Si trovò a pochi metri da loro, ma se ne accorse
troppo tardi per cambiare strada. Stava entrando a scuola
quando incontrò lo sguardo gelido di Eve che
rideva insieme a Mick. Sgranò gli occhi. Ma com’era
possibile?! Prima si prendono a pugni e poi ridono?? Che razza di storia c’era sotto?!
Ma... dopotutto che c’entrava lei?...
non voleva entrarci ma non poteva perdonare quella ragazza per le parole che le
aveva rivolto il giorno prima. Doveva avere nuovamente occasione di parlarle. Ma certo! Agli allenamenti!!
La sera stessa si fermò qualche minuto di più, per aspettare Eve che usciva dal campo. Aspettò a lungo
ma non arrivò nessuno, così decise di andare a dare un’occhiata dentro,
per controllare che lei fosse ancora lì. E la trovò.
Piegata su sé stessa con la mano su un braccio. Che
stava succedendo?... non si avvicinò oltre, il campo
era deserto e Eve se ne stava accovacciata a terra
con la mano sul braccio sinistro e gli occhi chiusi. Forse stava male... stava
per muovere qualche passo quando l’altra tolse le dita
dal braccio e lasciò che il sangue gocciolasse sulla salvietta bianca
colorandola di porpora. Alex trasalì... sangue... il
braccio di Eve... stava
sanguinando... e le lacrime... si mescolavano al denso liquido rosso che aveva
sulla mano. Si fissava le dita sporche ma non disse
nulla. Rimaneva lì in piedi e perfino i singhiozzi erano muti. Le lacrime le
scendevano dal viso come un ruscello ma non c’era
alcun suono, né il respiro pesante di chi piange. Sembrava... morta. L’altra
non poté vedere altro, strinse i pugni e gli occhi,
rimanendo lì impalata a fissare il buio delle sue palpebre chiuse.
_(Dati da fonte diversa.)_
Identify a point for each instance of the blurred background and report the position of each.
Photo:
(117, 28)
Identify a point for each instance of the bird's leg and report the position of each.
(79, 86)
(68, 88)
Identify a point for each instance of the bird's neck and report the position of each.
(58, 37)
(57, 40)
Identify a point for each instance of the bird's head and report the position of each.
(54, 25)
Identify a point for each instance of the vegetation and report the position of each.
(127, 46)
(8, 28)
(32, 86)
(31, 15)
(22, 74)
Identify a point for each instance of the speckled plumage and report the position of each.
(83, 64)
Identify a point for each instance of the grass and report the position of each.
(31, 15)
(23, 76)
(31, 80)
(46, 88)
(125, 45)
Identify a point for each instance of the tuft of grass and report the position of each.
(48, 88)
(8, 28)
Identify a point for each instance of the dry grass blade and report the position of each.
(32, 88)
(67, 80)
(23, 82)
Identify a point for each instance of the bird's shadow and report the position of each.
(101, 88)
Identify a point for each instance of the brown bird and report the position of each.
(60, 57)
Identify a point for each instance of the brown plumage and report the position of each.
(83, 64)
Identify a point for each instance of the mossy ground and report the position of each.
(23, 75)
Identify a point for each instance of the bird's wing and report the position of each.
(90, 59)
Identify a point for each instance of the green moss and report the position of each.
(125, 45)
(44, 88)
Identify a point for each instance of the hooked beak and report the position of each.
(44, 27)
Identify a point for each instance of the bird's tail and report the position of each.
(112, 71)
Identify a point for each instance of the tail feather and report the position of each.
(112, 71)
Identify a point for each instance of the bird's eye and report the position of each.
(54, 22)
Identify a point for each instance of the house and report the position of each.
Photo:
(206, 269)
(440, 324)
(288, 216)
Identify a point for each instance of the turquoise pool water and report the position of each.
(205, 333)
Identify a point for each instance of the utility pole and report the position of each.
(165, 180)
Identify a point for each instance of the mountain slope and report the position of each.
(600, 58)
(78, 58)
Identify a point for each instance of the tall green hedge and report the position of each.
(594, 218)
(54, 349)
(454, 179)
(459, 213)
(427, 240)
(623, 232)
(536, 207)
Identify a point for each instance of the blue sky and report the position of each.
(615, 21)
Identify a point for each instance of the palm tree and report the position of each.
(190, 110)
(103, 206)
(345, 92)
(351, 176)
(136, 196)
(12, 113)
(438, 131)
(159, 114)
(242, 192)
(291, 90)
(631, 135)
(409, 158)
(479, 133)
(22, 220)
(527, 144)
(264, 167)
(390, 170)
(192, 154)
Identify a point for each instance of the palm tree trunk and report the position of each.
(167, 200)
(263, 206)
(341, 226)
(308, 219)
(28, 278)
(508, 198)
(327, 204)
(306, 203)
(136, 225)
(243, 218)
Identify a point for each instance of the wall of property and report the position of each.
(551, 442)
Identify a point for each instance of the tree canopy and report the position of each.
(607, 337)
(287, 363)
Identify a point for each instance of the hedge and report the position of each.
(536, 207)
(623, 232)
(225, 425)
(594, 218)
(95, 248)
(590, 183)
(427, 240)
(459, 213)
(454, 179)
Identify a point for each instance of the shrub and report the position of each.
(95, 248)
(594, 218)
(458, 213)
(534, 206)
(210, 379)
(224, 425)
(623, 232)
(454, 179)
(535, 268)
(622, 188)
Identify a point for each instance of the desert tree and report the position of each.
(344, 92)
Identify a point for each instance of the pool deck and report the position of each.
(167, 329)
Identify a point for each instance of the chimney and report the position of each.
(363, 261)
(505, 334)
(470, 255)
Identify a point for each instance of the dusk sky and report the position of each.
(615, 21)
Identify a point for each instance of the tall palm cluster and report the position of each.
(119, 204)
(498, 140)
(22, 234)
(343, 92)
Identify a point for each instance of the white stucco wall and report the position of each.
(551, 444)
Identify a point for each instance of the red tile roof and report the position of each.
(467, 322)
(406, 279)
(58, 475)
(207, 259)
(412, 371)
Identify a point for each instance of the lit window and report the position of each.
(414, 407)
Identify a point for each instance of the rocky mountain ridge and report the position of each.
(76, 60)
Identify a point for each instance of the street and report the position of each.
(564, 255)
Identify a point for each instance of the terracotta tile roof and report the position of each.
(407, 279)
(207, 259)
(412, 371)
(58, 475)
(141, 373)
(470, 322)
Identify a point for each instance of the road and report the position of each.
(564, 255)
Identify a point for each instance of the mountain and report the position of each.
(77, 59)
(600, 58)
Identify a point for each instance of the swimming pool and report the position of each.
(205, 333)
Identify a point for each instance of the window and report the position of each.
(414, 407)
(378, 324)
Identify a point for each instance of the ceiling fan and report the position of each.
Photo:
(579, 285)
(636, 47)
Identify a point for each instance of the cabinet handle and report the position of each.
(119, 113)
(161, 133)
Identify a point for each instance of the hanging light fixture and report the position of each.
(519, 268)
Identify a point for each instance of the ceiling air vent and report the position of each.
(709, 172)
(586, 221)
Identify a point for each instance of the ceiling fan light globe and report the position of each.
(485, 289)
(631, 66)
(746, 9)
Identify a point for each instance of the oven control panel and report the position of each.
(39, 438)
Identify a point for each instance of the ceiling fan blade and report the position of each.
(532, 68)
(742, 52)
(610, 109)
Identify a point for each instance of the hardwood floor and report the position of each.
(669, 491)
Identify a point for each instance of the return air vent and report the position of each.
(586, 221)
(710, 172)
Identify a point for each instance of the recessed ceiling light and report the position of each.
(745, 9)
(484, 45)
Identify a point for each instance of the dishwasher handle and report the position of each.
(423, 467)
- Certe persone non si fanno mai gli affari propri... - disse ad
un tratto una voce. Alex spalancò gli occhi e trovò
quelli di Eve a fissarla
duramente. - Che diavolo vuoi? - .
- ... i... io... e... Eve... stai
sanguinando... - riuscì a dire cercando di formulare una frase adatta. Ma in
quel momento proprio non c’erano frasi opportune da dire, il silenzio, gli
occhi taglienti di Eve erano
una cosa dannatamente terribile. L’altra le si avvicinò,
Alex fece un passo indietro ma sbatté la schiena
contro il muretto. Non poteva muoversi più in là. Si accorse che Eve stringeva un coltello a serramanico nella mano destra,
la cui punta luccicava nei suoi occhi e le dava fastidio il riflesso che aveva
preso dal sole rosso. Rosso... come sangue. Per poco non le venne un infarto.
La ragazza che le stava davanti conficcò il coltello ancora sporco di sangue
tra due mattoni del muretto, pochi millimetri più in là della sua tempia. Aveva
gli occhi sbarrati a pochi centimetri dai suoi e stava sudando freddo. Paura...
ecco... sentiva paura... una paura mai provata prima. Quelle lame così maledettamente vicine da trapanarle il cranio...
dio quanto avrebbe voluto essere in un altro posto...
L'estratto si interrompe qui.